Elbette oluyor. Hatta ben neyi yazıyorsam oyum. Nereyi anlatıyorsam oradayım. Yazarken kişiye, zamana ve mekâna karşı yüksek bir empati geliştiririm. Aksi halde yazdığım metni sevmem. İçselleştirmek benim için çok önemli. Yazma hali en düşük bütçeli ve keyifli bir yolculuk. Gerçek yolculukla aynı tadı da veriyor bana. Bunu hissedebiliyorum ben. Bu cümleyi kurarken kendi insanımızın acılarına değinmek istediğimden bahsetmiştim. Nitekim üçüncü öykü kitabım tamamen bu amaçla ortaya çıktı.
İçimizden geçen şehirler ile içimizdeki alevden sayfalar arasında bir ilişki/bir bağ var mıdır sizce? Nasıl etkilerler birbirlerini ya da…

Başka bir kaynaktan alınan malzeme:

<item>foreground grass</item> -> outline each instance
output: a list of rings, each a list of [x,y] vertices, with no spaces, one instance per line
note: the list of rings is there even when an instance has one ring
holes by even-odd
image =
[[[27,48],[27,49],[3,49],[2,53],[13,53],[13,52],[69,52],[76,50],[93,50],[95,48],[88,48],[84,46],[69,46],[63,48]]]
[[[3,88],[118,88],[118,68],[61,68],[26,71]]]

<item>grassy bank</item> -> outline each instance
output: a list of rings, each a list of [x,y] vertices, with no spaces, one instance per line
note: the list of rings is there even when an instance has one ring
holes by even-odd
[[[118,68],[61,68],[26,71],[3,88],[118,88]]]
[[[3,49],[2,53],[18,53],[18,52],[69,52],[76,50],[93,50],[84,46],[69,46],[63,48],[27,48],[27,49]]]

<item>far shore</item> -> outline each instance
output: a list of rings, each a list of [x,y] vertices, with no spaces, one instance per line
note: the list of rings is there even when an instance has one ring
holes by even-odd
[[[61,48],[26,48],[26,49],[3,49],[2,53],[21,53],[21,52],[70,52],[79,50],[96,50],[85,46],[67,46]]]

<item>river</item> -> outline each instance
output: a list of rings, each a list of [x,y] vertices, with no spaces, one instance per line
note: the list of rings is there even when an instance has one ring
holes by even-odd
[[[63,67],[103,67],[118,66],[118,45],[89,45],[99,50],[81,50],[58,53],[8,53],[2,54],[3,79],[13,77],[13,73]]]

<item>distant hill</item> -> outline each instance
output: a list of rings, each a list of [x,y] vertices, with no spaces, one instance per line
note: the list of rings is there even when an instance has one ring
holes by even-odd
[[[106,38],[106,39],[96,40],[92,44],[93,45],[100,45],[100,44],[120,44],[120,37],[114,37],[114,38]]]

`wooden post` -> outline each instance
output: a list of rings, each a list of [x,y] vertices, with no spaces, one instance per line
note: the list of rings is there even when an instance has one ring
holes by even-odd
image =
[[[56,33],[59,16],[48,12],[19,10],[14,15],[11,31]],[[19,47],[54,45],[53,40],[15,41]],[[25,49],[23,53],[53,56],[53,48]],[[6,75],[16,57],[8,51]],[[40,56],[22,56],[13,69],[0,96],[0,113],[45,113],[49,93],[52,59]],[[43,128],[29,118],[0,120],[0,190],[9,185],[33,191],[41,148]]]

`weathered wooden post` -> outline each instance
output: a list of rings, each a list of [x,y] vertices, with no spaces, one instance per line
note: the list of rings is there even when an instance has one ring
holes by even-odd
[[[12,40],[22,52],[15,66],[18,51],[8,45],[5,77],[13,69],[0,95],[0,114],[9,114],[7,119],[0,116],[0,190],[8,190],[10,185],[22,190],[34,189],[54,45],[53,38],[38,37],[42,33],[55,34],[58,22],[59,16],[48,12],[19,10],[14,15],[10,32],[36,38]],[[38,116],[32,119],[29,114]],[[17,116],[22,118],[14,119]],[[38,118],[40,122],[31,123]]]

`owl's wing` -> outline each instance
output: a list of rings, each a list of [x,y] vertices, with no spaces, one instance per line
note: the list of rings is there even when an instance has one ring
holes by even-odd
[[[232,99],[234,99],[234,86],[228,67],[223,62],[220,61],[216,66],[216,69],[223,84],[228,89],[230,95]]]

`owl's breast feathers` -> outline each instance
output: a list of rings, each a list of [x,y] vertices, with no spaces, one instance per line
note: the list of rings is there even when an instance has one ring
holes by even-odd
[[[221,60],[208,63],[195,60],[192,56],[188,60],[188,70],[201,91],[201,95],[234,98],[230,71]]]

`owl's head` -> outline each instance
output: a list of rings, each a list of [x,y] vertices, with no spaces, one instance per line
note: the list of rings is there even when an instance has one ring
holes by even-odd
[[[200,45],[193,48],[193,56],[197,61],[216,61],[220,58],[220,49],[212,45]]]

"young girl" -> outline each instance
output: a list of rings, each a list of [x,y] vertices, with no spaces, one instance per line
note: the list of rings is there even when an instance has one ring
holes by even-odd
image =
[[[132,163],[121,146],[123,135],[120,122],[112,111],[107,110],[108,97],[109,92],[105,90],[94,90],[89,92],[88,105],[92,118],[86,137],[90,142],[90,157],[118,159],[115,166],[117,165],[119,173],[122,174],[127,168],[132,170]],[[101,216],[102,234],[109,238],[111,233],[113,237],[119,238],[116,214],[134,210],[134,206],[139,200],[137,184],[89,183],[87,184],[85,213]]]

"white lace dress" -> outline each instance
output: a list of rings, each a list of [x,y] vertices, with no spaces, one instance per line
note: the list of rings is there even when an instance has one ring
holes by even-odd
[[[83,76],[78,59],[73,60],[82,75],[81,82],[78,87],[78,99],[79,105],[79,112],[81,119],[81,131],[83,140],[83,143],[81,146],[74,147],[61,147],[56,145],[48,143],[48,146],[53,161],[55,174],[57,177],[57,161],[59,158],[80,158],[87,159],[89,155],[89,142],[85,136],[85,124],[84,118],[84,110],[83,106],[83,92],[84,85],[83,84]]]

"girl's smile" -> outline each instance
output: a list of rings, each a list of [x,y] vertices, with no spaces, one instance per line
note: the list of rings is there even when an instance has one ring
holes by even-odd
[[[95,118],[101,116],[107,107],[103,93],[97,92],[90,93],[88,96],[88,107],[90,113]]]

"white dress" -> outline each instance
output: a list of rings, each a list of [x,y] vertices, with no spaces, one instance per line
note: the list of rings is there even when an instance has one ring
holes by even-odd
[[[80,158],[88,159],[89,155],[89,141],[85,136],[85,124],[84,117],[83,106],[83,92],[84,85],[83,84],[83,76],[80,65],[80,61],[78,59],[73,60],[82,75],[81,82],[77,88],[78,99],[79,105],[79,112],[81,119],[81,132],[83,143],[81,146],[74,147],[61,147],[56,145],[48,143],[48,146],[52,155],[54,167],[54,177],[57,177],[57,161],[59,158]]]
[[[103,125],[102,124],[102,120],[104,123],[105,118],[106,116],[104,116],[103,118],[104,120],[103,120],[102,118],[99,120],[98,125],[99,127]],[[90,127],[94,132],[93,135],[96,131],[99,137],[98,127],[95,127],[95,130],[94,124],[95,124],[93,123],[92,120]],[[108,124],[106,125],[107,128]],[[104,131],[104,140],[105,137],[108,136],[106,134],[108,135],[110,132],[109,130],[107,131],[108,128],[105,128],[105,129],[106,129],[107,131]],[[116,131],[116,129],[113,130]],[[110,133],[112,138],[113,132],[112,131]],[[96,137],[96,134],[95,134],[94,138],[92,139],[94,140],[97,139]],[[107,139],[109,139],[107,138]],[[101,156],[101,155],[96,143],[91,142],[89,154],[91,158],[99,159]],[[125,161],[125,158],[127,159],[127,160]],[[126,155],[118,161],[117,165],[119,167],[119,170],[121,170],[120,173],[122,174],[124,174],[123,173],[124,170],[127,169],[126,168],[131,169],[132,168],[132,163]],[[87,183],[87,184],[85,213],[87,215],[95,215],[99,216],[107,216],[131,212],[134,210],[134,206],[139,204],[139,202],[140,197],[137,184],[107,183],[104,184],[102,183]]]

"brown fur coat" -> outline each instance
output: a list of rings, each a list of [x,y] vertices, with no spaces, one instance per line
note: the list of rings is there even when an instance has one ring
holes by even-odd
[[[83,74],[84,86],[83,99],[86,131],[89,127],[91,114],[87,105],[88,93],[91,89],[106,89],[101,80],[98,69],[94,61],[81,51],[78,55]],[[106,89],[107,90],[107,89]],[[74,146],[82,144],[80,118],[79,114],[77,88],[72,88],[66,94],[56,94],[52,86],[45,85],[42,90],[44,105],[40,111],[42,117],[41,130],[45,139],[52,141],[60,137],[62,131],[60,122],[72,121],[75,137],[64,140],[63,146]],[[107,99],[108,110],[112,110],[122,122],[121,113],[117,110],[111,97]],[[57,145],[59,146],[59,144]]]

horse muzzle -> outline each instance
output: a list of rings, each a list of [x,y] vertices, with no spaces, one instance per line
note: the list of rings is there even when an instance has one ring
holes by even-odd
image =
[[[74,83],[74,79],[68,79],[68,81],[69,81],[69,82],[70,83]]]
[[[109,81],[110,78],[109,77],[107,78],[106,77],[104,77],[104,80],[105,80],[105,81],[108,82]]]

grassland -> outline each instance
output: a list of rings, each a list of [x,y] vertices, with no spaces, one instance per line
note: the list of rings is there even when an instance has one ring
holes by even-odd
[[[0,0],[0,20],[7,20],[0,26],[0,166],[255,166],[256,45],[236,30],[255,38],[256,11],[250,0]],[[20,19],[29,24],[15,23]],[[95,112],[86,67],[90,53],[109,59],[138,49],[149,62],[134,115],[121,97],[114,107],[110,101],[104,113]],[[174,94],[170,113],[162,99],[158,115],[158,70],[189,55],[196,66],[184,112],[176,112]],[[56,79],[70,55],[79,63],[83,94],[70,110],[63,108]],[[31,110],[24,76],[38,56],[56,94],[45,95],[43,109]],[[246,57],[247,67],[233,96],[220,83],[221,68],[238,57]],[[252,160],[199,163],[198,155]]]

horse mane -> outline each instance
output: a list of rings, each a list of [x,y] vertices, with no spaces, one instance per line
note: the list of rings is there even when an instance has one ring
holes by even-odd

İçimden Muğla çok sık geçiyor artık ve deniz sanki beni aşkla şevkle çağırıyor. Bunu çok güçlü hissediyorum. Belki hiç kavuşamayacağım o şehre ama orada onunla, onun dağıyla, ormanıyla, deniziyle yaşama arzusu bile beni mutlu edip hayata bağlıyor. Hayata bağlandıkça da yazasım geliyor. Birbirini tetikleyen durumlar bunlar.

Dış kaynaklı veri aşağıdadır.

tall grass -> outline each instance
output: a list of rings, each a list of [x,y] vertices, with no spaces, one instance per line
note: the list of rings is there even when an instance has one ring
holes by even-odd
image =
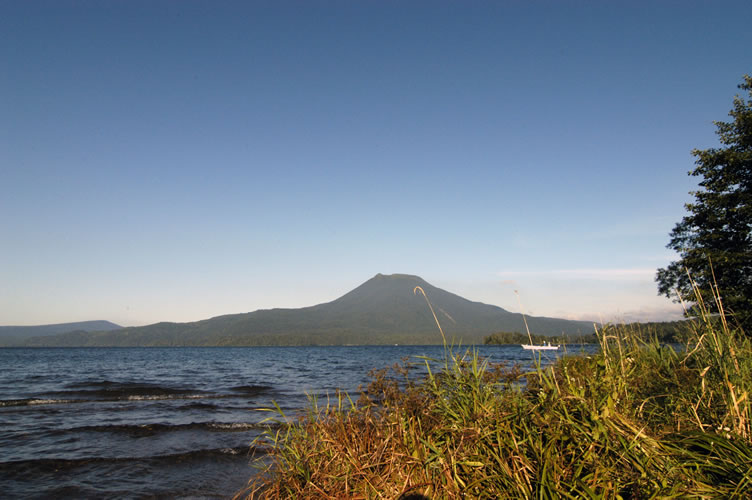
[[[744,497],[752,349],[703,304],[683,350],[607,326],[600,354],[528,373],[451,346],[425,376],[375,372],[357,401],[312,400],[263,436],[266,469],[239,496]]]

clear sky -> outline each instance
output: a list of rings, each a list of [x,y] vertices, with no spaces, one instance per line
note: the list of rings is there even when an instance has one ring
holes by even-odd
[[[0,324],[417,274],[674,319],[655,270],[752,73],[744,1],[0,0]]]

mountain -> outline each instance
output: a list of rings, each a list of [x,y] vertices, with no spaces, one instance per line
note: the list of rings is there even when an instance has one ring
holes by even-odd
[[[105,332],[122,328],[109,321],[79,321],[38,326],[0,326],[0,345],[15,345],[34,337],[49,337],[69,332]]]
[[[418,276],[377,274],[342,297],[300,309],[267,309],[192,323],[157,323],[110,332],[70,332],[30,339],[28,345],[333,345],[436,344],[441,335],[420,286],[448,341],[477,344],[498,331],[525,331],[522,315],[472,302],[436,288]],[[532,333],[584,334],[592,323],[528,317]]]

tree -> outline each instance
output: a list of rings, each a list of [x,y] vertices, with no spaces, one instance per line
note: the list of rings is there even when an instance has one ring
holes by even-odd
[[[721,304],[748,335],[752,335],[752,77],[744,76],[729,112],[732,121],[714,122],[723,147],[693,150],[695,169],[702,177],[688,215],[676,224],[666,245],[680,259],[658,269],[659,294],[693,303],[691,280],[711,311],[717,312],[711,291],[717,286]],[[688,275],[689,273],[689,275]]]

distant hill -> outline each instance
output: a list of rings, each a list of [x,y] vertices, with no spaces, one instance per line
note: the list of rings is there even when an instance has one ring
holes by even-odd
[[[0,346],[16,345],[34,337],[49,337],[69,332],[106,332],[122,328],[109,321],[79,321],[38,326],[0,326]]]
[[[192,323],[156,323],[116,331],[69,332],[36,337],[32,346],[208,346],[440,344],[421,286],[448,340],[481,344],[498,331],[525,331],[522,315],[472,302],[436,288],[418,276],[377,274],[342,297],[300,309],[267,309]],[[592,332],[592,323],[528,317],[533,333]]]

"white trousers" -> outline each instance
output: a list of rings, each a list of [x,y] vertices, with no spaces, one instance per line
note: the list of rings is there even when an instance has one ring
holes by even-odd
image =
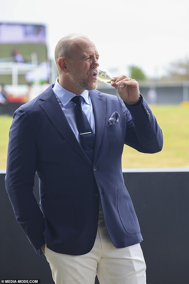
[[[116,248],[109,236],[99,211],[98,231],[93,247],[81,255],[53,251],[45,254],[56,284],[146,284],[146,265],[140,244]]]

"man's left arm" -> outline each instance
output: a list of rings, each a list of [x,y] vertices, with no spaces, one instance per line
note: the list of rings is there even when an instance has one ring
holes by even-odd
[[[111,85],[116,89],[120,83],[127,86],[120,94],[124,104],[119,99],[126,119],[125,144],[142,153],[161,151],[163,144],[162,131],[150,108],[140,94],[138,82],[125,75],[114,77],[112,80]]]

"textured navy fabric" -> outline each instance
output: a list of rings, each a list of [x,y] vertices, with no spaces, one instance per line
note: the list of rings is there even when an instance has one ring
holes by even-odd
[[[53,85],[14,114],[5,183],[18,222],[36,252],[46,242],[57,252],[84,254],[95,240],[100,194],[114,246],[141,242],[121,158],[124,143],[143,153],[161,150],[162,131],[150,108],[142,98],[139,105],[126,107],[119,97],[89,91],[95,123],[92,163],[68,123]],[[109,124],[116,111],[119,122]],[[39,207],[33,192],[36,171]]]

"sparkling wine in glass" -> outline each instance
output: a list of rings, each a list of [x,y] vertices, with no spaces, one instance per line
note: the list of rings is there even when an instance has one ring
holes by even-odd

Şimdilerde yeni sokaklar genelde hep numaralı… Kentin belleği ya da belleksizliğine dair ne söyleyeceksiniz, içinde bulunduğunuz şehre dair?
Yaşadığım şehirde henüz numaralı sokak sistemine geçilmedi. Ben şehrimde cadde, sokak, okul isimlerinin değişmesine çok üzüldüm. Bunlar birer kültürdür ve değiştirilmemelidir kanaatimce. Kütahya’dan uzak kaldıktan sonra bir döndüm pek çok yer ismi değişmişti. Kendi şehrime yabancı hissettim. Çok üzücüydü. Ben bunlara uyum sağlamak zorunda değilim. Resmen isim değişiklikleriyle şehrimin belleği silindi. Buna rağmen bunu silmek çok kolay da olmuyor. Kendi jenerasyonumla yer isimleri hala değişmedi bizim için.
Bu arada Kütahya’da Cücem eriği sokak diye bir sokak var. Dünyadaki en güzel sokak ismi bence.
“Bir Kış Gecesi Eğer Bir Yolcu” olsaydınız ilk hangi yazarın/şairin kapısını çalardınız bulunduğunuz şehirde? Hangi şiiri/nizi okurdunuz ona?
Bulunduğum şehirde Gülten Akın yaşasın isterdim ve evinin yolunu bilmek isterdim. Kestim kara saçlarımı derdim ona.
Şehirlerle ilgili/şehir kavramına dair en sevdiğiniz üç film/öykü/şiir adı… desek.
Lion filmindeki Hindistan şehri Kalküta
Kefernahum’daki Beyrut
Çılgın Aşıklar’daki İrlanda köyü
Ahmet Büke öykülerinde Manisa ve İzmir
Gülhan Tuba Çelik öykülerindeki İstanbul
Colombre’deki deniz ve kasaba.
İstanbul’u Dinliyorum-Orhan Veli. Muazzam bir şiir bence.
Kaldırımlar’daki Paris sokakları
Yahya Kemal -Üsküp ve İstanbul
Edebiyatı bir şehre benzetseydiniz hangi şehre benzetirdiniz, neden?
Edebiyat İstanbul. Başka şehir olamaz. En zor ama en güzel. En kalabalık ama en dingin. En zorlayıcı ama en tutkulu. En yaşanmaz ama vazgeçilmesi en zor. Edebiyat benim için böyle.